Title 87 applies specifically to FWP.  Stripped to language essential to this lawsuit, this law says, "… no employee of the department may use his official authority or influence for the purpose of … influencing the political actions of any person or body."

It seems clear to any reader that this provision of state law prevents FWP employees from appearing as proponents or opponents to bills up for political decision by legislators, and from trying to persuade individual legislators to support or oppose bills.

The Legislature needs information about FWP operation from FWP employees.  This suit does not seek to restrict that flow of factual information, nor does it seek to prevent any First Amendment exercise by FWP employees when they are not on working time and not holding themselves out to be FWP officials.

MSSA president Gary Marbut commented, "We are angry that FWP employees continue breaking the law, and who think they are above the law.  FWP has been warned repeatedly that they are in violation of the law.  Tom Clancy says there is a name for people who break the law, including government employees - criminals." (Clear and Present Danger, page 432)

"There is no reason why Montana people should have to put up with criminal conduct by public employees." Marbut continued.  "The Legislature is the people's voice for public policy formulation, not the designated political playground for every public employee with a political agenda and idle, taxpayer-paid time on his hands.  It is terribly unfair for public employees to haunt the Legislature on the taxpayer dollar lobbying incessantly for more power, money and mission.  It is a maxim of government that bureaucracies' first priority becomes the needs of the bureaucracy, notwithstanding any rhetoric about serving people.  This current problem is yet another example of a government agency run amok, willing to break the law to pursue the political agenda of the agency."

MSSA should learn within days if it's request for an immediate temporary restraining order will be granted by the court requiring FWP to comply with Montana law.  FWP is expected to fight against the TRO to preserve its effective lobbying influence with the Legislature.

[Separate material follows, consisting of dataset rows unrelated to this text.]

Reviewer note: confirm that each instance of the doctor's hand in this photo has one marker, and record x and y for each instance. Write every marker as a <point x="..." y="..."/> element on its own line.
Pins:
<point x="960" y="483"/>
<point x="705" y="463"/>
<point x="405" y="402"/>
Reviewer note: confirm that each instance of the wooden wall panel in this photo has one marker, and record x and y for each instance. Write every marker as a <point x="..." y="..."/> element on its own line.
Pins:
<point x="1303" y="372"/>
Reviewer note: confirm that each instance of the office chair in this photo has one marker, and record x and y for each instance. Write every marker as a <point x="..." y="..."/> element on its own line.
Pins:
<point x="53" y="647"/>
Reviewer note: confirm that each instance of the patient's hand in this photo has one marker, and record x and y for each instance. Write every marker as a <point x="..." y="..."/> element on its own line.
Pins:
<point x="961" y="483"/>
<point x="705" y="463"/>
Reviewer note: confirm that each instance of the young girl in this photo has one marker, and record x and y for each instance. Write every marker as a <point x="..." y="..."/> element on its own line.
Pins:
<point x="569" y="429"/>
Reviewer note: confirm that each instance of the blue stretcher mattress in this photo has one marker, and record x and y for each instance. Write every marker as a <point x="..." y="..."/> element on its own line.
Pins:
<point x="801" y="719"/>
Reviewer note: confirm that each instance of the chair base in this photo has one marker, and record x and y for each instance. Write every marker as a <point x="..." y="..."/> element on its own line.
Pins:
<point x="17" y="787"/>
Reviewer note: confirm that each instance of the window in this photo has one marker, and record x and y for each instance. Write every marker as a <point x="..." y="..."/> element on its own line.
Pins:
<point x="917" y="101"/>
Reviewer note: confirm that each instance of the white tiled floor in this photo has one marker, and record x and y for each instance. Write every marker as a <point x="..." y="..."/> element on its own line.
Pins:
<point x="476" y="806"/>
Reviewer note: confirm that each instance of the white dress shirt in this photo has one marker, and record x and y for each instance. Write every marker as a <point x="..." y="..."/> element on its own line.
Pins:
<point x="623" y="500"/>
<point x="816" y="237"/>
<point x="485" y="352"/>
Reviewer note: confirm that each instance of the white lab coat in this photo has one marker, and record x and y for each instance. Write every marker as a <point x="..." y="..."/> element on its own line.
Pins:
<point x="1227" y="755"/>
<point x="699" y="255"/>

MSSA is the primary political action entity asserting the rights and prerogatives of gun owners and hunters in Montana.  MSSA has achieved passage of many citizen-initiated bills over the years, including one putting the right to hunt and fish on the ballot for the people of Montana to amend into the Constitution, an effort strenuously opposed by FWP for many years.  Even after approval of this measure by the largest popular vote in the history of constitutional changes in Montana, FWP denies this choice by Montana people, claiming that there is no right to hunt and fish in the Montana Constitution.